The plot is that the world is divided into four nations, Earth, Water, Air and Fire, and each of these nations is able to control their own individual element.

Avatar map
Map of the four nations seen in the show.

The Avatar is the only one who can control all four elements but he disappeared 100 years ago, allowing the Fire Nation to invade the other nations in an attempt to take over the world.
100 years after the Avatar’s disappearance, Water Tribe siblings Katara and Sokka discover the Avatar, a kid named Aang, frozen in ice.
After freeing him the three set out on an adventure to stop the Fire Nation and save the world.
This is a really great premise and it is helped by the show’s storytelling, with each episode expanding our knowledge of the show’s world and its characters.
In fact, the characters are some of the best out of any show I have ever seen.
Every character stands out, from the heroes to the villains.
Aang is a lovable naive kid with a great moral code, Katara is a motherly figure who stands up for her friends and Sokka may be the comedic relief  but he is also incredibly smart and is extremely useful to the group.
Chasing after them is Prince of The Fire Nation Zuko and his uncle Iroh.
These two are easily the best characters in the series, with Iroh coming across as the kind old man who anyone would like to have as their uncle and Zuko has, in my opinion, the greatest character arc of any character I have ever seen.
If you compare Zuko from the start of the show to the end he is a completely different person and watching him make this journey of personal growth across the series was nothing short of enthralling.
And as the show went on even more great characters appeared like Toph, Azula, Suki, Ozai and many more.
I could literally make an entire post about why these characters are so good.

Team Avatar
The three main characters Aang, Katara and Sokka along with their pets Appa and Momo.

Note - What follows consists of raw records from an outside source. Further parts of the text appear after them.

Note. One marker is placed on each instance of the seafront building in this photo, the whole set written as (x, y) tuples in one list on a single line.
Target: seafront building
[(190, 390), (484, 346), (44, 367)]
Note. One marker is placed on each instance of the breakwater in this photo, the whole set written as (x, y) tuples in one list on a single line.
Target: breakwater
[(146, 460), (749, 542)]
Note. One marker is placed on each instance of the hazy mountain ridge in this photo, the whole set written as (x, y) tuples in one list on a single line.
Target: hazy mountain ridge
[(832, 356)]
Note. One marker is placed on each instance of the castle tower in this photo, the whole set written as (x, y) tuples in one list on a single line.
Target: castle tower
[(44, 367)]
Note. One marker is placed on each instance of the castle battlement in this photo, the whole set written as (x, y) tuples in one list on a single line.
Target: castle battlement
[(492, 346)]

These great characters mixed with the intriguing story make for some fantastic episodes that are some of the best TV I have seen, like The Storm, The Crossroads of Destiny and The Southern Raiders.
Even the filler episodes are great.
Avatar Day has nothing to do with the main plot, yet it is a great episode because of its intriguing mystery plot and funny moments.
And then there is The Ember Island Players, which is literally the only good recap episode I can remember.
This episode actually did something creative with the idea, turning it completely on its head.
When making a recap episode, The Ember Island Players should be set as the standard for what makes a great one.

the ember island players
The Ember Island players in the only recap episode that ever had me invested.

There were only a few stumbles with episodes like The Great Divide, and Nightmares and Daydreams but these episodes do not detract from the overall greatness of the show.
The show is further improved by its soundtrack, animation and themes, all of which are excellent.
The soundtrack and animation are so unique in their style that if I stumbled across the show on TV I would instantly know I was watching Avatar: The Last Airbender.
The themes of the show are also presented really well covering spirituality and balance.
All of this greatness culminates in the four part series finale Sozin’s Comet.
It feels like the creators of the show were holding back on the music and animation until the finale because the music and animation on display in these final four episodes is nothing short of fantastic.
The themes are also best displayed in these episodes and the characters go really well with them, especially Aang, who had a great character arc in these final episodes.
If you watch the final four episodes, I would suggest you watch them all together because it feels like you are watching a movie.
Sozin’s Comet was a fantastic way to end the series, which is surprising considering most shows go on for too long or have lackluster finales, while Avatar: The Last Airbender ended its story perfectly.

Avatar State
the four part Sozin’s Comet was a fantastic way to end the series

Honestly, I cannot recommend Avatar: The Last Airbender enough.
I loved the show and it left me wanting more so I cannot wait to check out its follow up series The Legend of Korra.
Avatar: The Last Airbender is a fantastic show that deserves recognition for the epic story that it is.